The system has about a five-percent false reporting rate, according to an AM New York report, and the New York Post reported it mistook several fireworks explosions as gunfire on the Fourth of July this year.
But it’s an important tool designed to alert authorities to incidents that otherwise might not be reported, according to NYPD spokesman Peter Donald, who noted 80 percent of shootings are not called in to 911.
The criminal defense attorney, however, said that although the system might detect gunfire, it does not identify a shooter, leaving those near the scene susceptible to arrest because authorities may target anyone who looks suspicious, even if he or she is innocent.

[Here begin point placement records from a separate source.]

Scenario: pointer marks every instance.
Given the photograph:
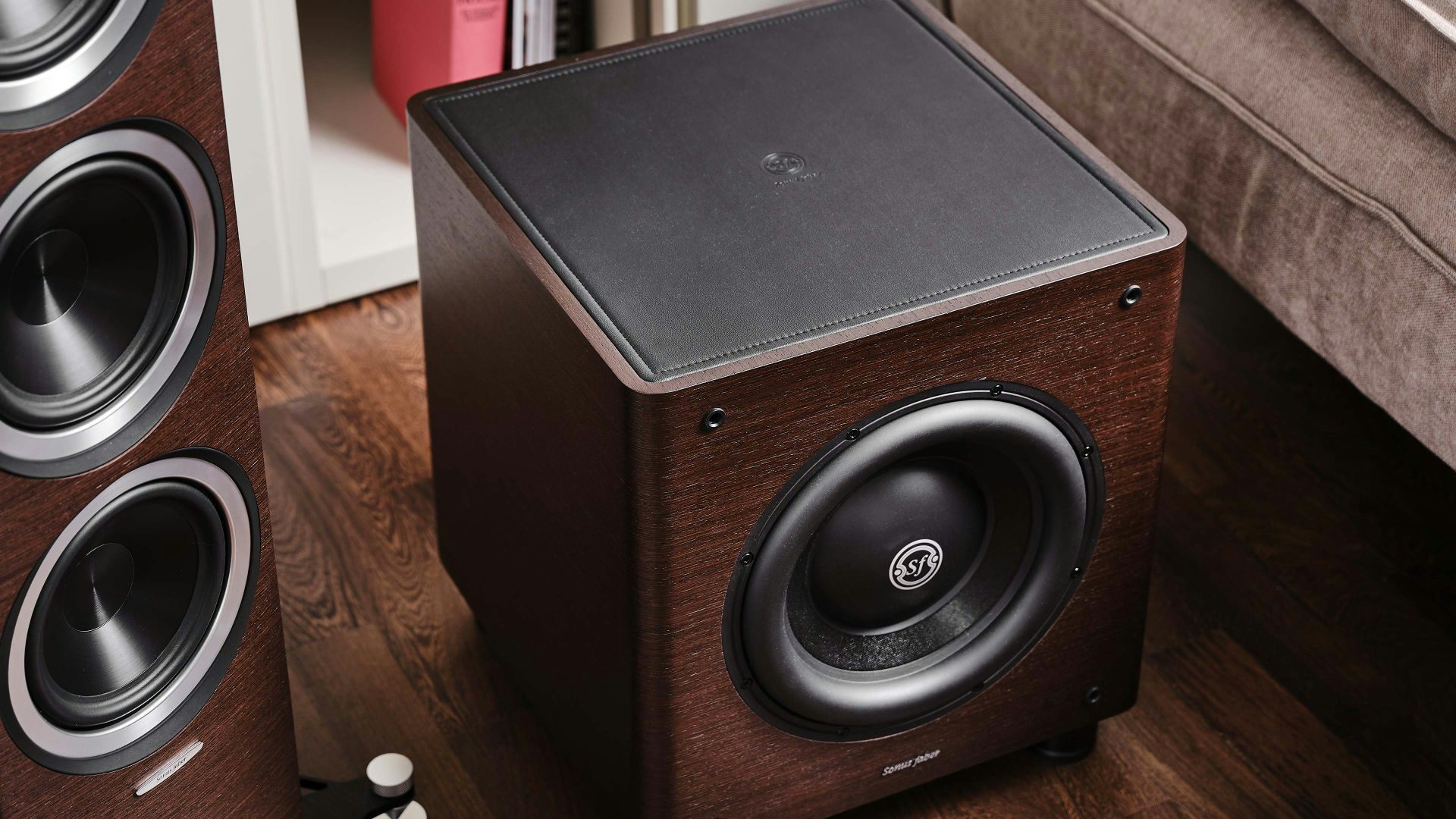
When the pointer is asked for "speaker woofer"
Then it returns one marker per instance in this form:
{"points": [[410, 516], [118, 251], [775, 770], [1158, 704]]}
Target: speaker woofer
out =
{"points": [[55, 55], [913, 561], [133, 615], [108, 283]]}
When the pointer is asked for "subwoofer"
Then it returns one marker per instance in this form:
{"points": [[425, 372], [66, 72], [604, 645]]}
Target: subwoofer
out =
{"points": [[797, 394], [142, 649]]}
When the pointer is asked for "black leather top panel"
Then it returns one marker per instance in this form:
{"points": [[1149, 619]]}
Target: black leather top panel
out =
{"points": [[905, 174]]}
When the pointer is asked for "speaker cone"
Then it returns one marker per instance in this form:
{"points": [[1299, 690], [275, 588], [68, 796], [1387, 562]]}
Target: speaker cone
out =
{"points": [[55, 55], [133, 615], [913, 561], [108, 275], [38, 33]]}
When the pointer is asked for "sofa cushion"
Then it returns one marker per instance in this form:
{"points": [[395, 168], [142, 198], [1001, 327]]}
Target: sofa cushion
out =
{"points": [[1410, 42], [1296, 168]]}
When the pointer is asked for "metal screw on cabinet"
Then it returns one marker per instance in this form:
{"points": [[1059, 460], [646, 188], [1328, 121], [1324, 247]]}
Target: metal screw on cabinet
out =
{"points": [[1130, 297], [715, 419]]}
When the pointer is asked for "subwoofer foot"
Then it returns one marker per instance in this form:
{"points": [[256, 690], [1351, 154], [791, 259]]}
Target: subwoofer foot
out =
{"points": [[1065, 749]]}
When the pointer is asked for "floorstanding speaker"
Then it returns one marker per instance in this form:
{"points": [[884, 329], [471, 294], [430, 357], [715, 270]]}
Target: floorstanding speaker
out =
{"points": [[143, 667], [797, 392]]}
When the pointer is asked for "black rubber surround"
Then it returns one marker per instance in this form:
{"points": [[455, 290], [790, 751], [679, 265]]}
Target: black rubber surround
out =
{"points": [[172, 656], [47, 46], [1040, 472], [92, 275], [137, 353]]}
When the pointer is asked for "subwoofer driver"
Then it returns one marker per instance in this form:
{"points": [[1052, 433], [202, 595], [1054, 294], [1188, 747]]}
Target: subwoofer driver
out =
{"points": [[913, 561], [130, 620]]}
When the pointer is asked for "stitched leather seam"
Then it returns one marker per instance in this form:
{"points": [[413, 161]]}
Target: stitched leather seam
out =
{"points": [[897, 305]]}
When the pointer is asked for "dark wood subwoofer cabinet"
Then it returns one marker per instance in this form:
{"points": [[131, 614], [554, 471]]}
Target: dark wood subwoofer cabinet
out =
{"points": [[143, 646], [797, 394]]}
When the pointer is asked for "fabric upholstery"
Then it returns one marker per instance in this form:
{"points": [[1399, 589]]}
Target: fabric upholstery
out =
{"points": [[1296, 168], [1410, 42]]}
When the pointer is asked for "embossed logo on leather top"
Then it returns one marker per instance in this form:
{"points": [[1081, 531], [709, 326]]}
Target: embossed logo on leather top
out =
{"points": [[783, 164]]}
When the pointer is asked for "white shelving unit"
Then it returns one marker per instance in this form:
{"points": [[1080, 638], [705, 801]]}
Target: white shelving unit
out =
{"points": [[321, 167]]}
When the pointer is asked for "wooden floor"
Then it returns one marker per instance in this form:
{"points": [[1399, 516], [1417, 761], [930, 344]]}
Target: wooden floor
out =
{"points": [[1301, 649]]}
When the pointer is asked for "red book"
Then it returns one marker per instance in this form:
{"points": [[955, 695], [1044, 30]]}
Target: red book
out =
{"points": [[421, 44]]}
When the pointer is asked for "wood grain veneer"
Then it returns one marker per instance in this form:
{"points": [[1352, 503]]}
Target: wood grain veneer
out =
{"points": [[248, 763], [595, 526]]}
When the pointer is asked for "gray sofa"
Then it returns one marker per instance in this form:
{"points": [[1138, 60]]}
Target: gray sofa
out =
{"points": [[1310, 146]]}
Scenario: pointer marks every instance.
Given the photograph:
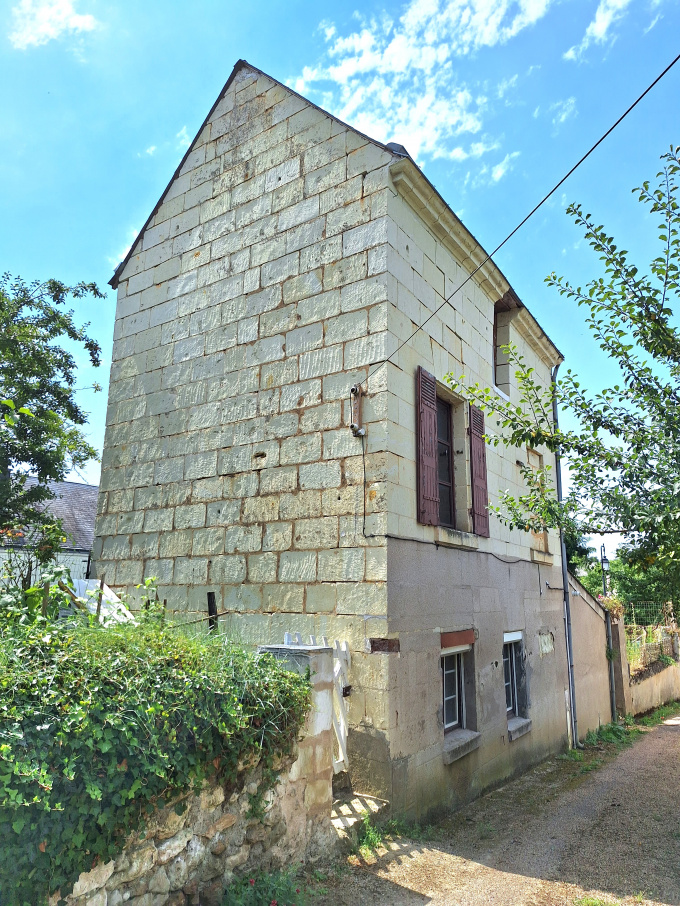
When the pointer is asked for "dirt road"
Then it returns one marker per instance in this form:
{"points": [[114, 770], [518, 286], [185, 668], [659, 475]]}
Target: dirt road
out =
{"points": [[568, 833]]}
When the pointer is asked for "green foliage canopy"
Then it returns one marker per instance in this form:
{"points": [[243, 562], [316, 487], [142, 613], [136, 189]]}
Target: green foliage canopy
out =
{"points": [[624, 453], [41, 424]]}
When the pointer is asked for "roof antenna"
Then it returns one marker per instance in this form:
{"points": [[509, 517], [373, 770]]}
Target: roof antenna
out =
{"points": [[355, 395]]}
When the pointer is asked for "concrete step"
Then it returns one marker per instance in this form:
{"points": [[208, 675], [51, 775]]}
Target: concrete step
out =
{"points": [[352, 808]]}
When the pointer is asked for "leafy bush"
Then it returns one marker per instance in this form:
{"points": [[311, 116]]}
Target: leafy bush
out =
{"points": [[100, 725], [279, 889]]}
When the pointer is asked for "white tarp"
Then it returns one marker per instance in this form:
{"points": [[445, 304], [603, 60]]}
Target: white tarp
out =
{"points": [[112, 611]]}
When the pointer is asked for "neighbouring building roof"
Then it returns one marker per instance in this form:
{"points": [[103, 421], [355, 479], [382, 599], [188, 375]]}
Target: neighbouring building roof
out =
{"points": [[76, 505], [429, 201]]}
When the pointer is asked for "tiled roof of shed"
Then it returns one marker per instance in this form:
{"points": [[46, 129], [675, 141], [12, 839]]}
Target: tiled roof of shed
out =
{"points": [[76, 505]]}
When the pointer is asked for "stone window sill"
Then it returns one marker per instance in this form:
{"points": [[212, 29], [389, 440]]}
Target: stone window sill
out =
{"points": [[518, 726], [453, 538], [458, 743]]}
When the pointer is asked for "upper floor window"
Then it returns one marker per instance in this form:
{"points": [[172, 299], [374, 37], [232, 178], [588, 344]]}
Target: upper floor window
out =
{"points": [[442, 463]]}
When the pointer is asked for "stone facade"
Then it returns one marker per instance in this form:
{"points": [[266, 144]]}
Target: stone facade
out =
{"points": [[289, 256], [190, 858]]}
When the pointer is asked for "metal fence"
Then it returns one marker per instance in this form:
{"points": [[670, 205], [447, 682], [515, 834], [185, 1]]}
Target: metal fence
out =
{"points": [[650, 633]]}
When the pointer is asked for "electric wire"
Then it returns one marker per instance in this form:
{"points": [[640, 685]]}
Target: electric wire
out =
{"points": [[528, 216]]}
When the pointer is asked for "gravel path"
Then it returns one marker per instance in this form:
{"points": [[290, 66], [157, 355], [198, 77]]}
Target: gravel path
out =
{"points": [[561, 833]]}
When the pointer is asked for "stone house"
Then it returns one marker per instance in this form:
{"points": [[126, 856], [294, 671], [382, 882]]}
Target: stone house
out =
{"points": [[287, 259]]}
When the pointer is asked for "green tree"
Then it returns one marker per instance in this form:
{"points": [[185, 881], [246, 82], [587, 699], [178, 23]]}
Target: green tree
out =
{"points": [[41, 428], [624, 452]]}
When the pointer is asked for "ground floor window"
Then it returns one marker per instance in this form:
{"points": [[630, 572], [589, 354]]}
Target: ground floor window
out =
{"points": [[510, 676], [454, 699]]}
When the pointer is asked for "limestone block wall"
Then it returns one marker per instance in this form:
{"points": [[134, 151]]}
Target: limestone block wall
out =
{"points": [[190, 858], [252, 303], [429, 254], [591, 668]]}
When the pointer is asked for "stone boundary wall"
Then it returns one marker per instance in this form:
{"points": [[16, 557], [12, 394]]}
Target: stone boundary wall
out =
{"points": [[189, 859]]}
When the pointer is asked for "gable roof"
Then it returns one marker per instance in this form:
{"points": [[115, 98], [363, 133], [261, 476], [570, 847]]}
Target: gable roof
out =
{"points": [[392, 148], [408, 172], [76, 505]]}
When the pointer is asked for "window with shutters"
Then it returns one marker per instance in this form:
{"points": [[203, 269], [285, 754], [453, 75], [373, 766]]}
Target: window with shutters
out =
{"points": [[450, 468], [445, 463], [539, 540]]}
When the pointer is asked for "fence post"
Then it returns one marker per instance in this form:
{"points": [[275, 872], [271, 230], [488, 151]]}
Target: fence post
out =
{"points": [[621, 669], [313, 769]]}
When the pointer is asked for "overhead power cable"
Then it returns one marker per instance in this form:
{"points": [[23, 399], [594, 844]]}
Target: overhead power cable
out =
{"points": [[528, 216]]}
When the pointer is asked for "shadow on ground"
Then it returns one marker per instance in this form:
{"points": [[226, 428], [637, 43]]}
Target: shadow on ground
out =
{"points": [[565, 831]]}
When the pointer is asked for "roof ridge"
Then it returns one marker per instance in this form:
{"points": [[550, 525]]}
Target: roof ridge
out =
{"points": [[239, 65]]}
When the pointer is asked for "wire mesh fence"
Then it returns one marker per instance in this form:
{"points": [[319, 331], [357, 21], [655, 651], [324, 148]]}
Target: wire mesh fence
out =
{"points": [[650, 633]]}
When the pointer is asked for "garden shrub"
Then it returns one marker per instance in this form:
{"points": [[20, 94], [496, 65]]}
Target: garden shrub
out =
{"points": [[98, 726]]}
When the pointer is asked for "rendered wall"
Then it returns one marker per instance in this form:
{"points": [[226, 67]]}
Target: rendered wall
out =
{"points": [[591, 667], [444, 590]]}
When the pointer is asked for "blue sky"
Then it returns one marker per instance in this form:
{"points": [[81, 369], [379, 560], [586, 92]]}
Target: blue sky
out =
{"points": [[496, 99]]}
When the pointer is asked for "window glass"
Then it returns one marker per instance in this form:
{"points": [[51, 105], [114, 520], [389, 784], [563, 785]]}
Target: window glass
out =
{"points": [[445, 462], [451, 691]]}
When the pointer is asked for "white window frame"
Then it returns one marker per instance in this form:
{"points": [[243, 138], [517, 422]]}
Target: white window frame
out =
{"points": [[456, 651], [511, 709]]}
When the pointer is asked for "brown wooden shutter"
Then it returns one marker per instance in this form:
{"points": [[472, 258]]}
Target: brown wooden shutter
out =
{"points": [[480, 493], [426, 455]]}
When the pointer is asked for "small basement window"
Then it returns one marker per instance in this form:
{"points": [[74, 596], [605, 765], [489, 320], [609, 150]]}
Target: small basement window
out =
{"points": [[445, 463]]}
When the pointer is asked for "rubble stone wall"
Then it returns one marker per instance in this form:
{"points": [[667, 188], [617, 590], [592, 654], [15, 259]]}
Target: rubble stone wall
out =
{"points": [[189, 859]]}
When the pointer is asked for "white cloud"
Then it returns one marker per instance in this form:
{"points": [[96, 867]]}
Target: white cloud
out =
{"points": [[505, 86], [607, 13], [394, 79], [36, 22], [562, 110], [652, 24], [183, 136]]}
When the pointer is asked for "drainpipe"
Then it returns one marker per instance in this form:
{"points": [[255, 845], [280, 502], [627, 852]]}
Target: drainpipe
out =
{"points": [[565, 581], [610, 641]]}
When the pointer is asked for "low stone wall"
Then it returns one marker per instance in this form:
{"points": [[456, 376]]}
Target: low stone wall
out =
{"points": [[655, 690], [189, 859]]}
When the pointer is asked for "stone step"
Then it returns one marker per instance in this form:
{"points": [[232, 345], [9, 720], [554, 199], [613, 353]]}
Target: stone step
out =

“It’s dangerous. As with any technology, it can be abused and misused, even if it’s not with malicious intent,” Cerbin said. “Police officers make mistakes, they arrest people when they think they have the right suspect and they don’t.”
Cops need probable cause to search someone, which can include a person’s consent or an emergency situation that threatens people’s safety, such as public gunfire. ShotSpotter could give police reason to frisk someone near the scene of a reported shooting, during which they could then find unrelated, non-violent contraband such as illegal drugs — evidence that judges should suppress in court, according to Cerbin, because it would have been obtained without probable cause. But that’s not always the case, he said, as many justices are in the pocket of the police department.
“In state court they’ll uphold whatever police bring to them,” he said. “They want to get reappointed, so there’s political pressure to not suppress evidence. Nine out of ten judges would not grant suppression.”
Judges have admitted ShotSpotter reports as evidence in court in New York state, according to Hendrickson.
Authorities have rolled out the technology in 14 police precincts across Brooklyn since 2015, concentrating it in areas where gun violence occurs “based on historical evidence,” according to police spokeswoman Detective Sophia Mason. Some of the neighborhoods those precincts cover include Crown Heights, East New York, Bedford-Stuyvesant, Canarsie, and Brownsville.
Cops chose to introduce the technology to Fort Greene based on the same analysis of past gun violence, but Mason did not disclose statistics supporting the need for it. The neighborhood is home to two public housing complexes, Ingersoll and Walt Whitman houses.
There have been five shooting incidents in the 88th Precinct, which covers the nabe, so far this year, up from three last year, according to city data.
Another expert said cops should implement the technology throughout the city so it isn’t concentrated in areas with public housing or high minority populations.
“This is something that’s going to lean towards minority areas and again, there will be more minorities being arrested,” said Brooklyn-based criminal defense attorney Wilson LaFaurie. “Police pick a type and say if you look for that particular type, that’s most likely going to be the kind of person who is committing a crime — baggy jeans, hoodie, young.”
The lawyer pointed out the system could be helpful in locating gunfire, because people usually don’t report it to 911 since they don’t know where it occurs, but said he doesn’t support its use if it gives cops more leeway to convict innocent people.
“It’s going to be pretty interesting how they utilize this and if they use it as probable cause, I’m dead against it,” he said.
But a rep for Mayor DeBlasio said the city is not worried about the technology putting people who haven’t done anything wrong at risk.
“ShotSpotter is a highly effective crime-fighting tool that helps law enforcement respond to shootings quicker and investigate them more precisely than ever before,” said Austin Finan. “That means targeting and arresting violent criminals, not individuals who might be in the wrong place at the wrong time.”
When asked how police differentiate between violent criminals and those in the wrong place at the wrong time, he passed the question onto the police spokesman, who said the only Brooklynites that ShotSpotter poses a threat to are those intimidated by guns, not people who may be wrongfully incriminated.
“The only people put at risk are those struck by gunfire or terrorized by violence on their block,” he said.